Google continues to find itself embroiled in a range of unsavoury legal dramas, with the latest development seeing the global search giant sued by UK-based cartography website Streetmap.

Streetmap is one of 11 complainants in an EU probe investigating whether the Internet titan is abusing its dominant position in the European search field, where it enjoys a market share in excess of 90 per cent.

The maps site is now also taking its grievance to Britain's High Court (pictured, top), describing the move as a further necessary defensive action "complementary" to the current stirrings over in Brussels. For its part, Streetmap claims its popularity has been adversely affected by Google's "anti-competitive conduct."

"This is about choice and about Google's refusal to provide end users with a choice or to compete on fair reasonable and non discriminatory terms with smaller competitors," said Kate Sutton, commercial director of Streetmap

"We have had to take this action in an effort to protect our business and attract attention to those that, like us, have started their own technology businesses, only to find them damaged by Google's cynical manipulation of search results," she added.

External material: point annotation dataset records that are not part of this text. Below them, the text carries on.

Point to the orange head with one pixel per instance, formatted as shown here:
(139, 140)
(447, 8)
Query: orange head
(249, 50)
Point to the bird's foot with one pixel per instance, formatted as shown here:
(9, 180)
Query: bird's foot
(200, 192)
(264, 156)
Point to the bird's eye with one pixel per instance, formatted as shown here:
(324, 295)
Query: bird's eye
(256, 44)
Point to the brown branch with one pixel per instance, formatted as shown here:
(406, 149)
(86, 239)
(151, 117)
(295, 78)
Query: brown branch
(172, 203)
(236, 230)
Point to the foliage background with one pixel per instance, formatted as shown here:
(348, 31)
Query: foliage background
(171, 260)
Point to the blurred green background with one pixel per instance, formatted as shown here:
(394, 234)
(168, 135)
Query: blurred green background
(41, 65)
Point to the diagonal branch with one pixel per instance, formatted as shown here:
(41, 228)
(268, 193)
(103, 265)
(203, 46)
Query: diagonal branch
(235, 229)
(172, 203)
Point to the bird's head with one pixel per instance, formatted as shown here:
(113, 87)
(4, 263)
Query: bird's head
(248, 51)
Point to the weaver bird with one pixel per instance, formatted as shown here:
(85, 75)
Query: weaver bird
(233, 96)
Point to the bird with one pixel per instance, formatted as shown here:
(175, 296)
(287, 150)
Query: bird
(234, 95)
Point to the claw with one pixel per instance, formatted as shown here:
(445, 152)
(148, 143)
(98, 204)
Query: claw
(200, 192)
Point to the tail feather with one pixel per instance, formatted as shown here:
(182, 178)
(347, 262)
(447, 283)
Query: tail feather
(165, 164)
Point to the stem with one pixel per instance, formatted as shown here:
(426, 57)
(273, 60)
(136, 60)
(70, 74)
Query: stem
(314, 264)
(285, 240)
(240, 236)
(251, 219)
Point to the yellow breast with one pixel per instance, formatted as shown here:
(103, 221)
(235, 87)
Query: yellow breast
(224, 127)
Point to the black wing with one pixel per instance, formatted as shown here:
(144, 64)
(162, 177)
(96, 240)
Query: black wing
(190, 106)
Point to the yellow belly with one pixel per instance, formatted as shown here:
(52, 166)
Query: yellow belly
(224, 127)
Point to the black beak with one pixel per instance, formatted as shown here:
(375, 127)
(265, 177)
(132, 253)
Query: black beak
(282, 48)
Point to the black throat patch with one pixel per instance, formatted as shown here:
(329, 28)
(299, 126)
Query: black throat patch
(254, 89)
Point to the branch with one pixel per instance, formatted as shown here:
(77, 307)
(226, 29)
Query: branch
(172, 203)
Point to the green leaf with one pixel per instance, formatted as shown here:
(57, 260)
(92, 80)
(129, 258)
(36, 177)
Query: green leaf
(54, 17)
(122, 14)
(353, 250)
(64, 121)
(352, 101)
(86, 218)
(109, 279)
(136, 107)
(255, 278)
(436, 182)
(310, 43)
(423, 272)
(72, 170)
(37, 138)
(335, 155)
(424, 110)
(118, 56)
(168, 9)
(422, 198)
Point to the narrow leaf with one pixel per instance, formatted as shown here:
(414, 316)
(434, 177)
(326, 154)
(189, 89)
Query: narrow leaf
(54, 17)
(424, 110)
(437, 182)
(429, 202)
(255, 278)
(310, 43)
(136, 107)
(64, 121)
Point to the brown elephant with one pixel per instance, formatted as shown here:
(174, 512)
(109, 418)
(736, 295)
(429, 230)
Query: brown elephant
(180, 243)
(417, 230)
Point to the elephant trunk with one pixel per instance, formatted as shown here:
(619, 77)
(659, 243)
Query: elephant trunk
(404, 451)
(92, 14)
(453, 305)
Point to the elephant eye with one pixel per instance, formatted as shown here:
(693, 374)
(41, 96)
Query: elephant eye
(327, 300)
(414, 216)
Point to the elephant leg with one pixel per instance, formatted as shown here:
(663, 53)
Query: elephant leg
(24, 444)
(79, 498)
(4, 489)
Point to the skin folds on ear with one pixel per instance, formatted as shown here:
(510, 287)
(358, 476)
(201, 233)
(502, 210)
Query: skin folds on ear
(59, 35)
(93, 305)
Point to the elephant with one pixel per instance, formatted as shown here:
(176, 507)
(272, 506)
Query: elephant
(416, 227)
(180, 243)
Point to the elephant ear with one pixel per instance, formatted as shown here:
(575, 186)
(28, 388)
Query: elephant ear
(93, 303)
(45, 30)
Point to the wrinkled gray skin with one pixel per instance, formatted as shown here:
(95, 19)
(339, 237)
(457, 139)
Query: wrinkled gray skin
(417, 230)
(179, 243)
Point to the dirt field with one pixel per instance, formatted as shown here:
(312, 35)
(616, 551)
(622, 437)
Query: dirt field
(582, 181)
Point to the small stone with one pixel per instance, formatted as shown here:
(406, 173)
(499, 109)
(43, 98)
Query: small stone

Google is having no end of difficulty convincing Europe's competition regulators that its search algorithm is an equal opportunities computator.

The recent multi-party complaint against the search giant has led the EU's chief competition commissioner, Joaquin Almunia, to highlight four areas of concern where Google may be abusing its dominant position in search. Almunia could now issue a Statement of Objection, which would be the first step in the EU bringing formal charges against Google.

"To avoid abuse we need to guarantee that users of the search engine have a choice and that search results have the highest possible quality," Almunia said.

However, the commissioner has indicated that it would be preferable to reach a settlement with the Silicon Valley behemoth that prevents the need for a full investigation. Google is currently understood to be preparing a new round of proposed changes to its business practices in response to the latest concerns.